Sramana: Did you decide to go into the media industry, or did you decide to go somewhere else?
Amy Pressman: Unfortunately, coming out of business school in Europe I found that the only jobs that would pay the student loans were in investment banking and consulting. I did that for three years in Norway.
Sramana: Why did you go to Norway?
Amy Pressman: My husband is Norwegian. We run the company together, and after my second child [was born] he took over as the CEO. We met at Stanford and both ended up working at Boston Consulting Group together, based on Norway. However, I was staffed on international work cases.
While I was working at BCG, I was thinking about starting a company. One of the themes that was present when I was on Capitol Hill was that I worked with a group of senators that included Al Gore, and they were very concerned with high-tech development and keeping the country competitive.
A huge theme was why Japan was trumping the United States in electronics and in the automotive industry.

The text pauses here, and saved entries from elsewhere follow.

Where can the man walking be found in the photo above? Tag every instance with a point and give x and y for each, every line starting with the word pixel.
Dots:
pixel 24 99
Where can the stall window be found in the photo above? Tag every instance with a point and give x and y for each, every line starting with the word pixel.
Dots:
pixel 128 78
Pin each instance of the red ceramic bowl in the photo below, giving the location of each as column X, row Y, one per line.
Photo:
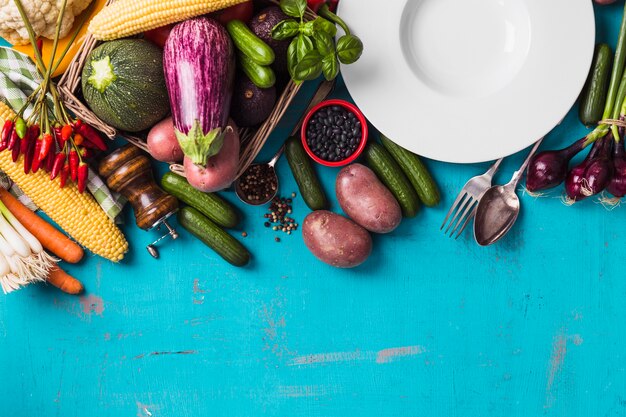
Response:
column 352, row 109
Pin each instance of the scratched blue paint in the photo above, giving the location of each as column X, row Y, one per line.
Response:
column 428, row 326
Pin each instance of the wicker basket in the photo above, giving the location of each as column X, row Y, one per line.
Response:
column 252, row 140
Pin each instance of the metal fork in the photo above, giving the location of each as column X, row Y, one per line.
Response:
column 464, row 207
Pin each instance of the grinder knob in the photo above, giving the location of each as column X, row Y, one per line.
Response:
column 127, row 171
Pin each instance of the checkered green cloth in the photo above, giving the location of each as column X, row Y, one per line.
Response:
column 19, row 77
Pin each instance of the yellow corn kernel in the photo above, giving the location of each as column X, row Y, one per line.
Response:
column 79, row 215
column 124, row 18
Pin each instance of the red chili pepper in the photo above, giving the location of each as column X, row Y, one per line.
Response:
column 91, row 135
column 64, row 174
column 66, row 132
column 15, row 150
column 14, row 139
column 83, row 173
column 56, row 132
column 85, row 153
column 73, row 161
column 52, row 156
column 7, row 130
column 36, row 155
column 58, row 165
column 46, row 145
column 33, row 134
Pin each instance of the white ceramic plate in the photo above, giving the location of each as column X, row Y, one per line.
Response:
column 468, row 80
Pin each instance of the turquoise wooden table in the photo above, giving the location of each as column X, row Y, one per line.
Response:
column 427, row 327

At the time that I was living in Europe as a consultant. The Internet was coming into its own and the services industry, a huge swath of the economy, was not addressed in the effort to improve quality of manufacturing. Part of the reason is that services do not come off of an assembly line. I felt the Internet offered a cost-effective way to improve the quality of that industry.
The idea crystallized based on work I had done while working on Capitol Hill, on work at business school, and then on the work I was doing as a consultant. I was working in a number of industries, including several projects in consumer packaging. They have a lot of rich granular benchmarking data. The original idea was about getting benchmarking data for services organizations such as hotels. Each hotel would know how it was doing in terms of customer satisfaction, not just compared to other hotels in their brand but compared to their direct competitors. That concept was virtually unattainable prior to the Internet. It would have been too costly to attempt to gather that type of data.
Sramana: Did you leave consulting to start Medallia?
Amy Pressman: I did finally decide to leave consulting to start Medallia. I also recognized that I needed to be back in the Bay Area. I will say that I now think that there are disadvantages as well as advantages to being in the Bay Area. I certainly think that entrepreneurs can start companies wherever they are and that they do not have to come here. At the time, I felt I had to move to the Bay Area.
Sramana: There is a misconception that entrepreneurs need to start a company in the Bay Area. Let’s explore that more.
Amy Pressman: I left the Bay Area in 1995. I came back in 1999. It was as if I had landed in an alien land. I returned in the middle of the bubble. I started to drink the Kool-Aid. Everyone I went to business school with was working at a startup, and they were all worth millions of dollars on paper. Just as we were getting started the bubble started to burst. That turned out to be a wonderful time to start a company.
If you start a company while money is easy, you are expected to spend money fast and create value fast. It is hard to create the type of value in a company that the ridiculous valuations were predicated upon. I think having too much money does not force entrepreneurs to prioritize and make good decisions. It does not force innovation or creativity. In my opinion, it forces you away from true entrepreneurship, which requires a gritty method of solving problems.
Additionally, there is a lot of engineering talent in the Valley. A lot of the engineers who come to the Valley are attracted to being involved in the next big thing. It becomes hard for small startups to attract top talent. It was hard to attract great talent in the pre-IPO of Google period. If you are in other locations, there may be more talent available to you.